For the pilot, GEN-M has been set up in Abasan al-Kabira's municipal building.
The pilot is a cooperative efforts between Watergen, Israel’s Arava Institute for Environmental Studies, the Palestinian NGO Damour for Community Development and the Abasan al-Kabira municipality.
“Responding in accordance with our belief that every human being, regardless of race, gender or religion has a fundamental right to clean drinking water, we are helping some of Israel’s next-door neighbors gain access to freshwater, a resource that is lacking in Gaza," said Watergen in a press release. "We hope that our provision of an AWG will help solve the water crisis and serve as a step forward towards mutual collaboration in the Middle East.”

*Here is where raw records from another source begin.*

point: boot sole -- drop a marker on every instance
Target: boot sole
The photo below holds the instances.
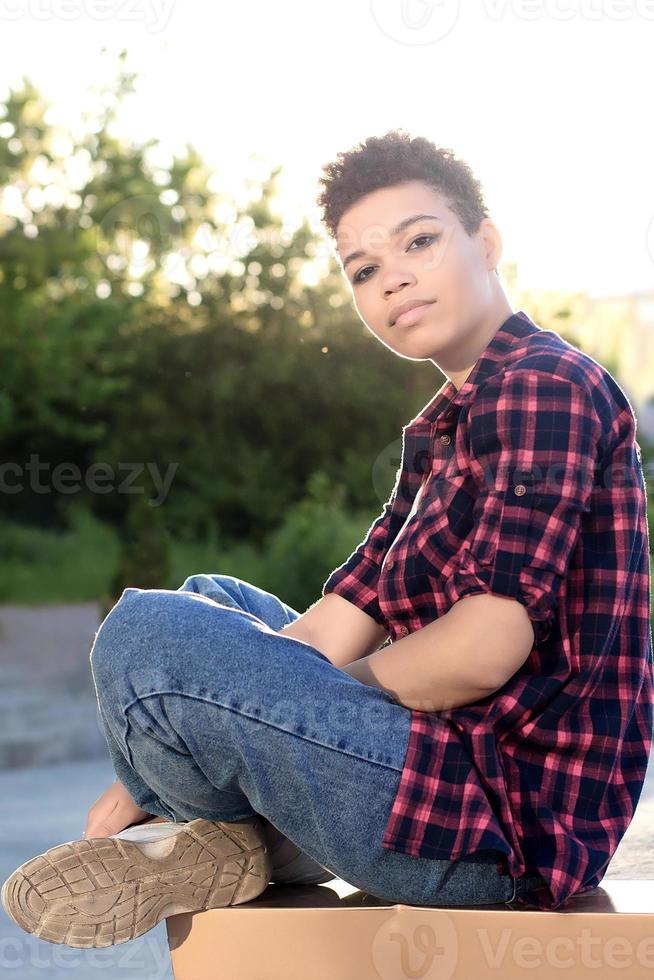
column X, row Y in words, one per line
column 105, row 891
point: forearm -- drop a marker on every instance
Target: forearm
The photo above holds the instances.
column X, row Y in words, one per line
column 338, row 629
column 429, row 670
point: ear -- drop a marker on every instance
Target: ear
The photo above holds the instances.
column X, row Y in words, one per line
column 490, row 241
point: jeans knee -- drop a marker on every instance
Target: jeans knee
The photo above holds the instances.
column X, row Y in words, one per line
column 112, row 639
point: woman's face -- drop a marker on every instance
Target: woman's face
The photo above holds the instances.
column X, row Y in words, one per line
column 388, row 261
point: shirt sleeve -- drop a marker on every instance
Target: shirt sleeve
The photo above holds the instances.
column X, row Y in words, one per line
column 357, row 578
column 533, row 446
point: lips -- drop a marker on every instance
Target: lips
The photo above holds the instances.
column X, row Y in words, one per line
column 396, row 315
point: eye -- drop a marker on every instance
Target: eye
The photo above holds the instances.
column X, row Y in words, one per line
column 430, row 238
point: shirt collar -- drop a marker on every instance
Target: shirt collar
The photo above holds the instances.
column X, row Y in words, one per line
column 518, row 326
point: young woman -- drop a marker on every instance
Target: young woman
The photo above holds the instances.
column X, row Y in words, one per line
column 495, row 749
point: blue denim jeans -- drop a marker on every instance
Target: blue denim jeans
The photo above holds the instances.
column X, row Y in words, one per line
column 209, row 712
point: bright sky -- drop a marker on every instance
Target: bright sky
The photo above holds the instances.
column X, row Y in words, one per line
column 547, row 100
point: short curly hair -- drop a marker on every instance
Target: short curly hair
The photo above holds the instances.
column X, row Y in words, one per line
column 394, row 158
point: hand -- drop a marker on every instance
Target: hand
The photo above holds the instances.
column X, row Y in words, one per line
column 112, row 812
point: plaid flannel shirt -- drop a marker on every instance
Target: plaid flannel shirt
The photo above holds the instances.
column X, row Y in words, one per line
column 531, row 486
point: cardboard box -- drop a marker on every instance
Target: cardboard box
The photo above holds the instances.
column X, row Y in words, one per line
column 337, row 932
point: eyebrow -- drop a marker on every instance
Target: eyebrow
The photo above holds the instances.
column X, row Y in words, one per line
column 394, row 231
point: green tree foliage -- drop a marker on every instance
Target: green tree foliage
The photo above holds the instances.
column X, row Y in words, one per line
column 147, row 319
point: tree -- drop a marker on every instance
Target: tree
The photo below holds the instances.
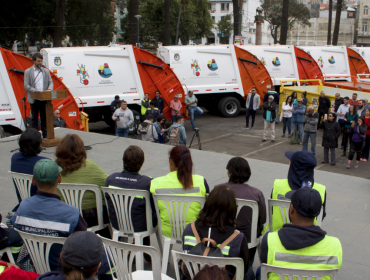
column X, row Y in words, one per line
column 298, row 14
column 284, row 22
column 328, row 41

“The introduction of Watergen into Gaza is not only a proof of concept for a cutting edge technology but a proof of concept that Palestinians and Israelis can do more than launch attacks at each other," said David Lehrer, Director of the Arava Institute. "We can, instead, work together to improve lives, solve humanitarian problems, build trust and restore hope.”
The Coordination and Liaison Administration (CLA) to the Gaza Strip oversaw the transportation of the GEN-M into Gaza through the Kerem Shalom crossing. CLA said the shipment is part of a policy that seeks to prevent any further deterioration of the humanitarian crisis in Gaza for its lack of water.